Turnbull Threatened By Liberal 'Terrorists' During Spill, MP Claims

Promotions were offered to save Malcolm Turnbull from being dumped, a former MP has claimed, branding usurpers "terrorists" during the 2018 leadership spill that saw Scott Morrison installed as PM.

The first instalment of Sky News' much-awaited 'Bad Blood/New Blood' documentary series, chronicling the inside story of August's brutal leadership spill, aired on Tuesday night.

A raft of the saga's biggest players -- including Morrison, Peter Dutton, Christopher Pyne, Craig Laundy and Mathias Cormann -- spilled the beans on what exactly went on behind the scenes in the hectic week of politicking and number-crunching in Canberra.

Their accounts differ, and conspicuously absent was Turnbull's voice -- his reluctance to appear perhaps influenced by an upcoming book he is to release, which will touch on the same topics.

Malcolm Turnbull and Scott Morrison, days before the final spill. Photo: AAP

Hosted by Sky anchor David Speers, the one-hour program ran over plenty of old ground, but offered up some tantalising tidbits including how the various factions viewed the chaotic days that saw Turnbull dumped, a Dutton challenge fended off, and a surprise victor in Morrison.

"The government was being held to account by terrorists," Laundy, a staunch Turnbull ally, claimed.

"A bloc of the party panicked, lost their mind. We ended up imploding within a week."

May's election result, which saw Morrison score an unlikely win, may be seen as vindication for the challengers who wanted Turnbull out. But Pyne and Laundy claimed the animosity toward the former PM went beyond simple electoral mathematics, that it was personal.

"There was a coterie of people planning to remove him since he became Prime Minister three years ago," Pyne claimed.

"They never liked Malcolm, they never wanted him to be Member for Wentworth."

Photo: AAP

Dutton claimed he "never harboured animosity toward Malcolm at all", reiterating his past comments that his moves against the PM were -- in his eyes -- in the best interests of the Liberal Party. Former tourism minister Steve Ciobo, a Dutton backer, said "Peter drove this", and claimed Turnbull had an "utter inability to read politics".

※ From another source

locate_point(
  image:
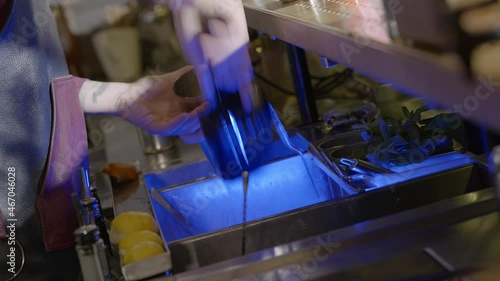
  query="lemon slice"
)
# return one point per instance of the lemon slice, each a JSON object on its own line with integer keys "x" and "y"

Dutton backed this, claiming Turnbull's unexpected decision to bring on a spill vote himself was his "final act of misjudgment, and a fatal one".

History tells us Turnbull won that vote, narrowly, but was mortally wounded. He would only survive another day before a second vote saw Morrison claim victory.

Dutton claimed Turnbull had earlier offered him the role of deputy, as an olive branch to end the fighting. Turnbull disputes this. The only other person in the room, finance minister Cormann, declined to comment when Speers asked him about it.

Laundy, however, admitted Turnbull's supporters were offering political promotions for MPs who would stay true to the then-PM.

When it came down to a final vote, where Turnbull expected to lose, his team started mobilising behind Julie Bishop and Morrison. Laundy claimed Turnbull told the two heavyweights "you two need to sort yourselves out". Bishop did not attract the votes needed, and Morrison won the final ballot.

Cormann said "sadly" he had lost friends in the party, over his controversial decision to switch allegiance to Dutton from Turnbull midway through the spill week.

Laundy called that flip, where Cormann and fellow senators Michaelia Cash and Mitch Fifield resigned from the ministry to back Dutton, as the "devastating", "mortal wound" that was the nail in Turnbull's coffin.

"What the hell were you thinking?" Laundy said, addressing Cormann.

The second part of the series will air on Wednesday night from 8pm.